Uns ficaram torcendo para que o  “evento cultural” não tardasse a acontecer naquela aldeia carente de programações culturais. E sonhavam com um grande show em praça pública, sorteio de CDs e apresentação do cantor Mascarado – que anos atrás animou um comício político e fez todo mundo rir com suas palhaçadas no palco.
Um fã de carteirinha até lembrou das palavras de Hedynus na abertura do show: “Eu canto porque o momento existe e só depende de você ser alegre ou triste”. Uau!

Outros ficaram preocupados diante da ameaça de ouvir dia e noite nas emissoras de rádio aquele tipo de música (Sim. Dia e noite porque a gravadora, embora fosse de fundo de quintal, tinha um bom dinheiro para pagar o jabaculê). Fora isso, o CD tocaria a todo volume nas domingueiras dos clubes e rodaria a aldeia de madrugada nos carros dos pleiboizinhos.
Um crítico musical, numa rodada de cerveja no bar do turco, perguntou:
– Não se oferece nada que preste aos jovens dessa aldeia?
Foi aplaudido por uns e contestado por outros.

As opiniões na aldeia se dividiam. “Aquilo não é arte“, diziam uns. “Deixa o cara cantar, tem gosto pra tudo”,diziam outros. E tinha aqueles que falavam “é ruim pra ouvir, mas é bom pra dançar.” E não faltava quem dissesse que era uma boa sugestão de presente para o inimigo.
Pois bem, durante algum tempo na pequena aldeia a ameaça ou anúncio de um novo CD de Hedynus era assunto em todas as rodas.
Depois outros assuntos entraram na pauta e o CD caiu no esquecimento.
Mas eis que de repente o assunto volta à baila.
Foi numa manhã chuvosa. Quem ligou o rádio de manhã cedinho, ouviu o cantor  chorando copiosamente no rádio informando que um pen-drive com suas músicas inéditas (as tais músicas do próximo CD) tinha sumido da sua casa.
E todo mundo começou a especular.
– Isso é jogada de marketing
– Ele tem uns amigos larápios, vai ver que foi um desses amigos que roubou
– É isso que dá andar mal acompanhado
– Graças a Deus estamos livre da ameaça
– Dizem que a polícia confundiu com droga e apreendeu.
Foi tanta coisa que falaram. Chegaram até a suspeitar de uma autoridade. Lá mesmo, no bar do turco, um maledicente disse que o sonho da tal autoridade era ser cantor de sucesso, aparecer no fantástico e no faustão, por isso inventou uma tal de operação que invadiu a casa do astro com a desculpa de investigar uma denúncia, mas na verdade era para afanar o pen-drive de músicas inéditas para se apropriar delas e quando se aposentar sair por aí, por esse Brasilsão fazendo shows nos melhores teatros e quiçá na Europa.

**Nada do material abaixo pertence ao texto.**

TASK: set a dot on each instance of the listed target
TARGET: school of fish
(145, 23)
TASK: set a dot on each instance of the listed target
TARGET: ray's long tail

Todos se calaram quando adentrou o bar do turco um fã de Hedynus com o rosto molhado de lágrimas.
O moço contou que as paredes do seu quarto são cobertas com posters do cantor. “Mais jovem, porém com a mesma boniteza”, ressaltou. E propôs, ali mesmo no bar, que fosse feita  a campanha   “Devolve o pen-drive”. Pregariam cartazes com essa frase em todos os postes, árvores, muros, escolas, mercearias e bares da aldeia.

Ninguém contestou. Não porque apoiasse a campanha, mas porque o amor do fã pelo seu ídolo deixou todos emocionados. Um vereador, para animar o fã, disse: “Se fosse comigo eu diria: me tirem o mandato, a honra, a vida, se preciso, mas devolvam meu pen drive.”
E enquanto o fã, munido de pincel atômico e cartolina, preparava os cartazes, o ídolo se embalava tristemente numa rede folheando um surrado exemplar de “Quem mexeu no meu queijo”, obra que por muito tempo foi seu livro de cabeceira.